RW: As far back as the 17th century, various schools of haiku under the leadership of well-known poets argued with one another about the proper way to write a haiku and what it could and could not consist of. Nothing has changed. The discord is most evident today among those leading Internet forums and haiku organizations both in the West and in Japan. Some disavow the use of metaphors, others the personalization of an object in nature, some see no differentiation between senryu and haiku, viewing the kigo as a hindrance to their creativity and gendai voice. Some haiku leaders espouse the belief that a haiku cannot be a haiku without the inclusion of a juxtaposition. Some of these teachings breed pattern-formatted poetry. Shuoshi Mizuhara (1892-1981) saw the danger of pattern-format haiku in 1924 when he posited regarding the commonality of poetry during his day: "...the majority of poets follow the stereotype." Your comments, please, Professor Hasegawa.

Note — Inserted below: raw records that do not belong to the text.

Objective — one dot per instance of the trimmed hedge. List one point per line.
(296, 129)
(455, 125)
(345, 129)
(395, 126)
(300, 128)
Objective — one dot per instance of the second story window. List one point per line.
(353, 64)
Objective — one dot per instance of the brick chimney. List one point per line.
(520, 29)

HK: Anything can be put to use. Depending on how you do it, you can put anything to use. People who say "You should not use the word X" or "You should not do X" simply don't know how to make use of X.

I myself just write haiku in a way that is enjoyable to me. I'm not following anyone's theory, and I don't write haiku to prove my own ideas. Haiku theory is always in pursuit of haiku, not the reverse.

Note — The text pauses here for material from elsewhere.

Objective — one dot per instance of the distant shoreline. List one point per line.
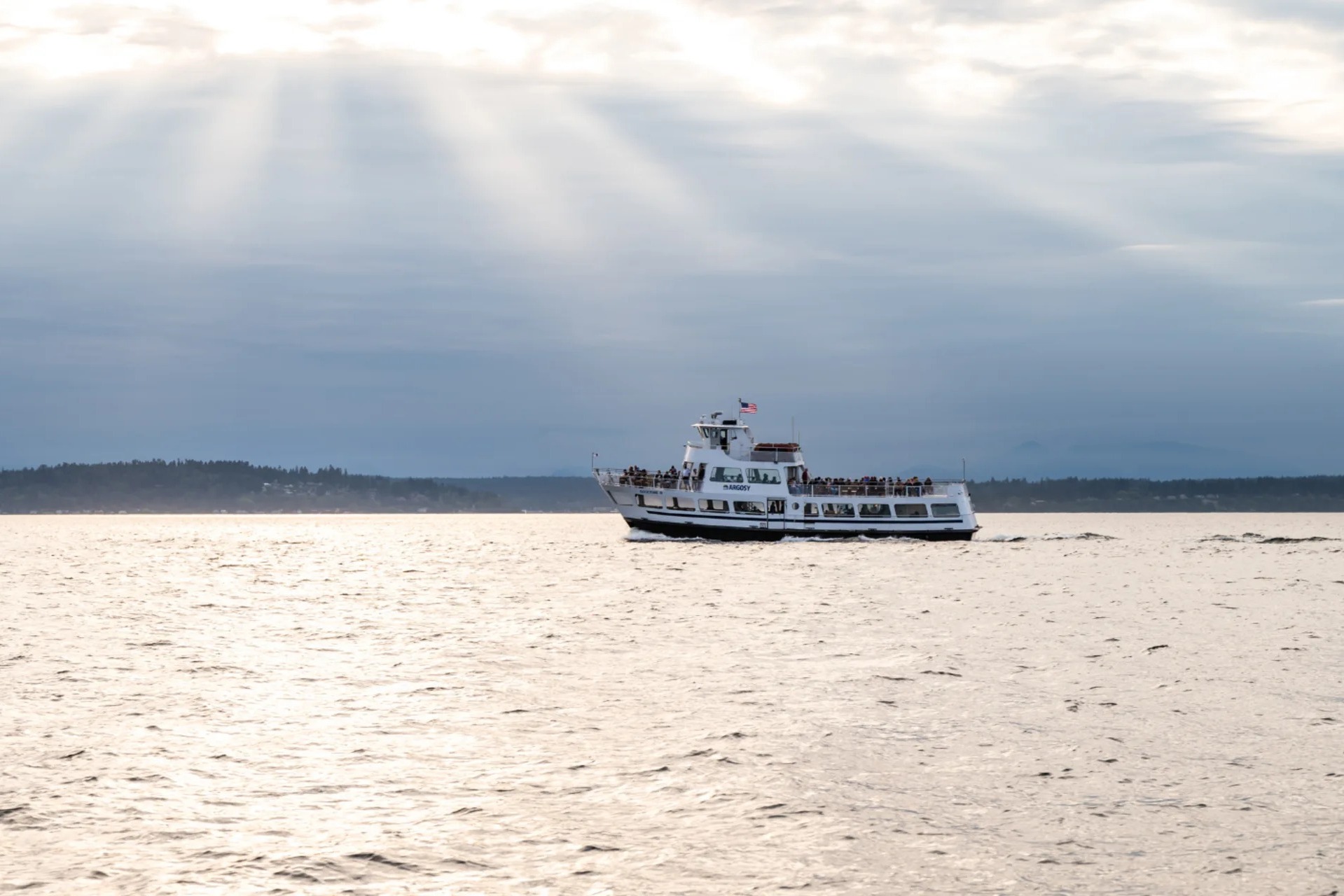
(240, 488)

There are many haiku poets who are bound up by fixed ideas about things. But, there are also many who are not. The latter are the ones who will seek out the right way from among various opinions. In any age and in any country, those are the people who will lead the way into the future.

RW: Thank you very much, Professor Hasegawa, for taking time from your busy schedule to answer these questions and to illuminate for us the subject of gendai haiku. Your voice is sorely needed. I hope that some of your books will be translated into the English language. Haiku has left the shores of Japan and has become popular worldwide. You as a celebrated Japanese scholar and critic are in a unique position to influence the course English-language haiku takes. Given the breadth of Simply Haiku's audience worldwide, your voice will exert a marked influence and pave the way for a better understanding of what quality haiku is and is not.

Hasegawa Kai is a professor at Tokai University in Japan. He also is a reviewer of literary and cultural works, including haiku, for the Yomiuri Newspaper; a judge of the Asahi Newspaper Haiku Corner; a member of the Haiku Poets Association; and the founder and leader of his own haiku circle and journal, Koshi. Professor Hasegawa Kai is the author of over 20 books of haiku criticism and is an award-winning poet.